A NEW ERA OF KNOWLEDGE. The revolution of disciplines after Big Data
From professional football and literary studies to crime prevention, today the fields of knowledge that have been profoundly changed by access to big data sets are countless. Data science methodologies are opening up new paths in numerous disciplines creating specialised fields that are associated with new professional profiles.Thus, today, in urban planning, we talk of smart city technologies; in the press, of data journalism, and in departments of history, of digital humanities.The first wave of data-driven products is also generating tensions and rifts in the respective industries, as is happening with the highly controversial personalised genome analysis services.
WE ARE DATA. From quantification to commodification of “the self”
The need to measure everything we do, as a form of self-knowledge, has a long history, but what was once viewed as an extreme obsession is now an everyday practice and a growing economic sector.The promise of the Quantified Self movement is that registering each of our acts is the best way of understanding their consequences and achieving any goal. This is one of the many industries that, through data, have started to commodify our privacy.
Today we are not just data consumers. Online social platforms build up an extremely detailed profile of our preferences, turning us into a product. Our data is the merchandise that data brokers buy and sell, and an essential component in the economic model of the the Internet. This systematic gathering of data on our personal lives is one of the factors that make possible the mass surveillance state revealed by Edward Snowden leaks.

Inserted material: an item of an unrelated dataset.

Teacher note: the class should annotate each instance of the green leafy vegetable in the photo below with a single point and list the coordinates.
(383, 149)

WHAT DATA CAN’T TELL. The tyranny of data-centrism
Putting data culture at the centre of decision-making and of our way of interpreting the world opens up many possibilities, but also involves numerous risks. The main danger of data-centrism is that it encourages the idea that whatever the problem, the answer lies in data, and that our society can do without more disordered and imperfect mechanisms based on politics and negotiation. Preserving values such as subjectivity and ambiguity is especially important at a time when it is easy to believe that all solutions are computable, and that they are hosted on a server and stored in a Data Centre.

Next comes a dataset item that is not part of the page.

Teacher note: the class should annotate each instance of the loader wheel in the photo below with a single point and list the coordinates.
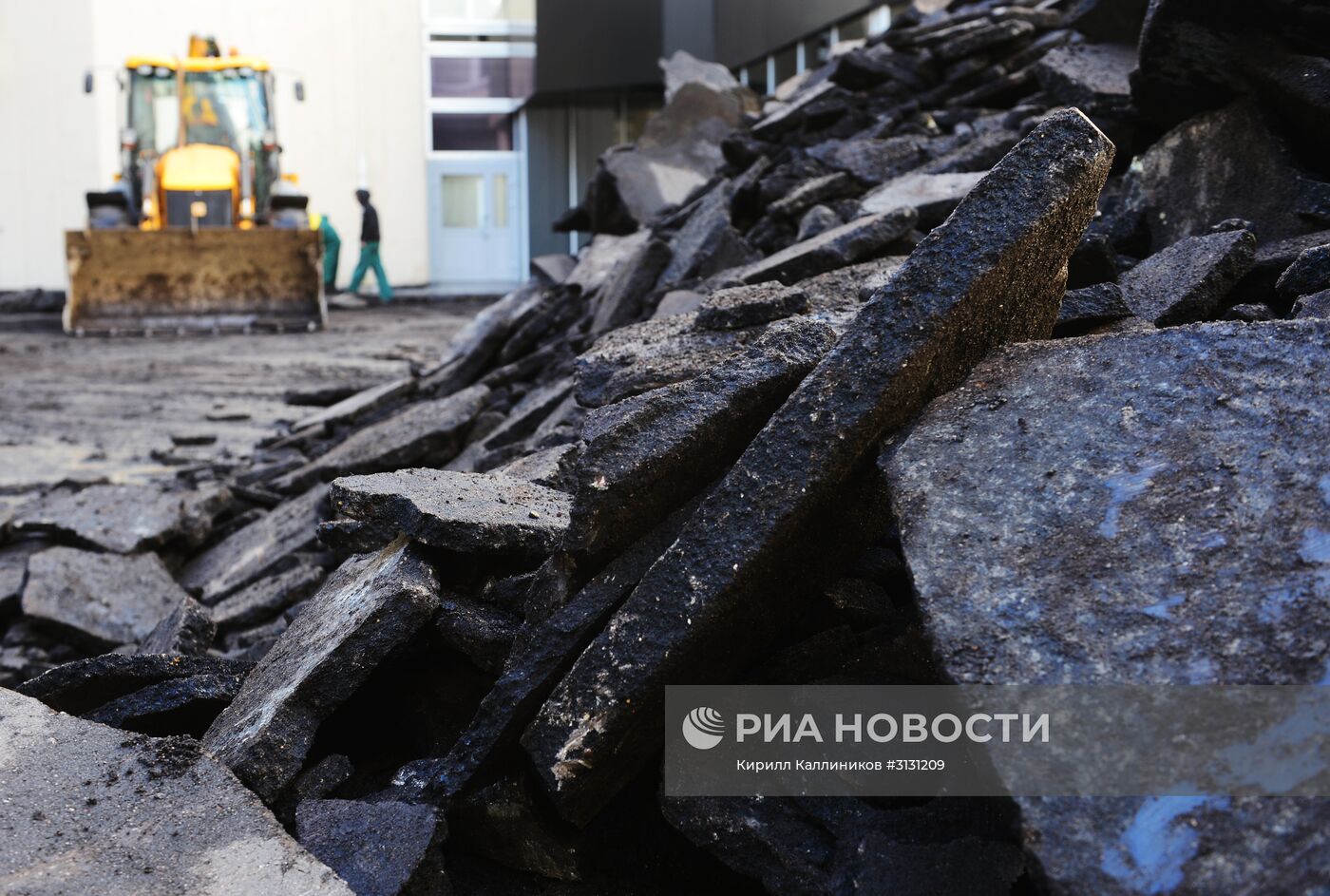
(290, 219)
(106, 217)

DATA FOR THE COMMON GOOD. Towards a critical and participatory culture
Citizens today have a fundamental role to play in determining what kind of data society we will live in. They can resign themselves to being passive consumers and merchandise in the hands of those who exploit their information, or exercise their right to access the data that belongs to everyone and use it.Thousands of administrations worldwide have promoted open data policies to improve their levels of transparency and encourage citizeninnovation, with varying degrees of success. Furthermore, today the public is producing its own data. Different collaborative platforms make new forms of science possible, and allow us to be participants in collective experiments.